2 dünya ya da 2 paylaşım savaşı da kapitalizmin dönemsel global ölçekte sahip olduğu bir krizin sonucu
gerçekleşti ve bu 2 dünya paylaşım savaşı, insanlığa çok pahalıya mal oldu. Dikkat edilirse, savaşlar
kapitalizmin ekonomik krizlere girmesi sonucu gerçekleşiyor. İşçi sınıfını nicel ve nitel gelişimi, sınıfsal ve ulusal
mücadelelerin gelişimi, kapitalist sistemi yıkmamış olsa da, önemli ölçüde sistemi dizginlemesi, kapitalizmin
sömürü alanlarını en azından ülke içinde daraltmıştır. 1900'lü yıllar aynı zamanda sınıf mücadeleleri sonucu
sosyalsit devrimlerin olmasıda, kapitalizme her yönden darbe vurmuş, en azından kapitalizmi aşan bir
alternatif düzenin olabileceğini kanıtlamıştır. Böylece kapitalist ideologların çok ça söylediği ve dillendirdiği
gibi, kapitalizmin, insanlığın son düzeni olmadığı ve olamayacağı netleşmiş oldu. Kapitalizm modern olarak
birkaç asır yaşındadır ama kapitalizmin yeşerdiği, büyüdüğü ve geliştiği sosyal, kültürel zemin aslında binlerce
yıl öncesine dayanır.
Günümüz modern kapitalizmi, yüksek teknolojiye modern tekniğe ve kısmen görece de olsa gelişmiş topluma
dayanır. Çünkü günümüz kapitalist toplum yapısı, köleci ve feodal toplum yapılarına göre daha ileri olmayı
ifade eder. Köleci ve feodal sistemler eski ilkel teknik ve toprağa dayalı üretim ve çalışma ilişkilerine dayalı
olarak varlığını sürdürüyordu. Bu üç sistem kimi yönleriyle farklı gibi görünselerde, özü itibariyle insanın
sömürülmesine ve ahlaki olarak düşürülmesi, hiçleştirilmesine dayalıdırlar. Bu üç sistemde de insan birçok
yönden kirletilmiş, meta haline getirilmiştir. Bu üç sistemi, insanın insana kulluk yapması olarak göreceğiz,
böyle değerlendireceğiz.
Kapitalizm gökten zembille gelmediğine göre, nasıl oldu da insanı her yönden kuşatma altına alıp, yok etme
sürecine bile getirdi? Ağacı kemiren kurt, ağacın içinden türer misali, işte insanı hiçleştiren bu hastalık
insanın içinde çıkan, durdurulamayan hırslardır, egemen olma zihniyeti, güç olma hastalığı, birileri üzerinde
egemenlik kurup yönetme, sahip olma durumudur. Buna insanlar arası çok yönlü yarış ve rekabet denir.
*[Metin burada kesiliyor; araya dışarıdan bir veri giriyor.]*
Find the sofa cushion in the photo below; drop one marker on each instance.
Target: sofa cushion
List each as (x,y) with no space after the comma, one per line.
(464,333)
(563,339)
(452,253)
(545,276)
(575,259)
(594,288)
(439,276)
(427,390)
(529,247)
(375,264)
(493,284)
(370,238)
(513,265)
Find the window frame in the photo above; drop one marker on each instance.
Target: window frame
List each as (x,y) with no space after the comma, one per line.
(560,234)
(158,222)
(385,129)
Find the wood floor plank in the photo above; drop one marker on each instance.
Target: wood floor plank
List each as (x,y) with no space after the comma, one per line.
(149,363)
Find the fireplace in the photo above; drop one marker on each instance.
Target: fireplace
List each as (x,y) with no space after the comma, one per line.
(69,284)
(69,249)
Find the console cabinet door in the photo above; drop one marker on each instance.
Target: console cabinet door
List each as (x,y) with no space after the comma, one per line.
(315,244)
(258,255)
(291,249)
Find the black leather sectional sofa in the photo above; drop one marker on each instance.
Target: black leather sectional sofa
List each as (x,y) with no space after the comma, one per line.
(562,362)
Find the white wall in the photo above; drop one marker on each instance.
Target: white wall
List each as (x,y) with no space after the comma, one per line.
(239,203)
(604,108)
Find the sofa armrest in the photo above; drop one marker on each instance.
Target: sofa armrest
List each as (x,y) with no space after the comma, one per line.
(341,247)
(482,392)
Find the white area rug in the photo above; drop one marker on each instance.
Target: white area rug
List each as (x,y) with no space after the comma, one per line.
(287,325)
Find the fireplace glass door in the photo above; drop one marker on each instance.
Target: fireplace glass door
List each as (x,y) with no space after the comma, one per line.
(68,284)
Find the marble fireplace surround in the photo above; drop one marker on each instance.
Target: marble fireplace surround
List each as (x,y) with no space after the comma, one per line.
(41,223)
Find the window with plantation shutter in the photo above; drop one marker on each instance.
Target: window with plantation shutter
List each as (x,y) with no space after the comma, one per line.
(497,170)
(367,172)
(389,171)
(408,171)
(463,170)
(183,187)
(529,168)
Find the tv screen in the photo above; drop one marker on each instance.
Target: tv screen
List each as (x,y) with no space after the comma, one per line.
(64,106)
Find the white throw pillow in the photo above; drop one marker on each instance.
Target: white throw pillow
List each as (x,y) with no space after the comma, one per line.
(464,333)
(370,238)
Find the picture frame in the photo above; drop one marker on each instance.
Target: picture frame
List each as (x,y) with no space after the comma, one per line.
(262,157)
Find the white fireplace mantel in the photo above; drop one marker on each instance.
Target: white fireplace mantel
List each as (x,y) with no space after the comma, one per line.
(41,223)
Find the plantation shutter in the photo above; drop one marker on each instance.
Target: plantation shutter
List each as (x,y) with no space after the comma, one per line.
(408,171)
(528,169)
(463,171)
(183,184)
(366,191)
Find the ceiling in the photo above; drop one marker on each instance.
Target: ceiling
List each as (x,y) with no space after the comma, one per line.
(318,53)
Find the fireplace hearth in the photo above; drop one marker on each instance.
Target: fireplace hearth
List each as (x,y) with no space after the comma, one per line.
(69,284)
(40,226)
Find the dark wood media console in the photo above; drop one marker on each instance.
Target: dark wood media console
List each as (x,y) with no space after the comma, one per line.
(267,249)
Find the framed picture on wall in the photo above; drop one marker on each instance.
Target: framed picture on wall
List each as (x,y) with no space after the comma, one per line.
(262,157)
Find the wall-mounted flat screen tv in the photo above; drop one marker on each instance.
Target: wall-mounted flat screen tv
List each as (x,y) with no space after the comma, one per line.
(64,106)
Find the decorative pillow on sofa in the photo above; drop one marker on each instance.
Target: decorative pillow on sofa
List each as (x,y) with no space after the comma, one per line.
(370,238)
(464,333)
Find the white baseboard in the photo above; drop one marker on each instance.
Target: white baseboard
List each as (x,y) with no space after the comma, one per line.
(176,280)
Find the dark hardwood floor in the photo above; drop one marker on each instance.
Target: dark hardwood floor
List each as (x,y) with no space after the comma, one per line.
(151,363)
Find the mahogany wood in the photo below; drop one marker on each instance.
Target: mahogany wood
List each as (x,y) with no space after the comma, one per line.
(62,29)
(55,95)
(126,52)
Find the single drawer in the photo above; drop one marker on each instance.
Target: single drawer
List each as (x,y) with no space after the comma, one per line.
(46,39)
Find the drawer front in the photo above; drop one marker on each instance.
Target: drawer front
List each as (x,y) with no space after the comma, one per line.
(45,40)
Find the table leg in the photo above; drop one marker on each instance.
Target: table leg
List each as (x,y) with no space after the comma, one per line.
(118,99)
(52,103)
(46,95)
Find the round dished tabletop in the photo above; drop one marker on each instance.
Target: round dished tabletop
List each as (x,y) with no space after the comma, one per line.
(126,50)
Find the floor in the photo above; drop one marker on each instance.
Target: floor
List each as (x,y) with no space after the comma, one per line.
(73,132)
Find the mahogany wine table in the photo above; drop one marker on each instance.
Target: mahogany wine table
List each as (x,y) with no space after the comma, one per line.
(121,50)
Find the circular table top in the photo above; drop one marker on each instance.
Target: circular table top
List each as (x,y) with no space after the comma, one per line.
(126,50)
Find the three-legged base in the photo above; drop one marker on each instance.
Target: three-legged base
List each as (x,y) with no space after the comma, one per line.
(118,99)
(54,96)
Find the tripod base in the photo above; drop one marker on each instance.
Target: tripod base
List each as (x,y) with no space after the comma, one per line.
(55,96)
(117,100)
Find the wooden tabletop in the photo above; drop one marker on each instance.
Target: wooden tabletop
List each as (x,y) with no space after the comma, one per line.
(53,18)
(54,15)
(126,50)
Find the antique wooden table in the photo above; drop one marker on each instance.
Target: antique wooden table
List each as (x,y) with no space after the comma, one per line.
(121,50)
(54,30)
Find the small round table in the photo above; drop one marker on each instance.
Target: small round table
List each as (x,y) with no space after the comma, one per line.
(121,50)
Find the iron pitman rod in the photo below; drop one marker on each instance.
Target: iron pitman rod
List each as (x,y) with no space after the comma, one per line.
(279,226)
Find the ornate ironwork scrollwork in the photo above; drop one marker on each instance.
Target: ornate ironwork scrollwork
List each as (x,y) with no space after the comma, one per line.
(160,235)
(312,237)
Ülkeler arası savaşlar, rekabetler hep bu güç ve egemen olma hırsının sonuçlarıdır. Bunun sonucu olarak,
insan hem kendi gerçekliğinden uzaklaşıyor, kendisine zarar veriyor hemde üzerinde yaşadığı gezegeni ve
doğayı kasıp kavuruyor, yakıyor.
Uzun vadede kapitalizmin devamlılığını sağlama imkanları yavaş yavaş ortadan kalkıyor. Kapitalizmi teknik
olarak ortadan kaldırmak çok zor değil ama kapitalizmi sosyal ve kültürel olarak ortadan kaldırmak sanıldığı
kadar kolay olmayacak. Kapitalizm çoğu kez kendi varlığını sahip olduğu askeri, siyasi ve ekonomik güçle
sağlamaz. Kapitalizm kurmuş olduğu derin ekonomik ve kültürel düzenle bir ahtapot gibi hayatın her yerine
el atarak, nüfüz ederek, girerek, toplumun beynin taru mar eder, dağıtır, ele geçirir, kendisine benzetir. Yani
kapitalizmi büyük oranda ayakta tuttan güç, kapitalize olmuş toplumdur, bireydir.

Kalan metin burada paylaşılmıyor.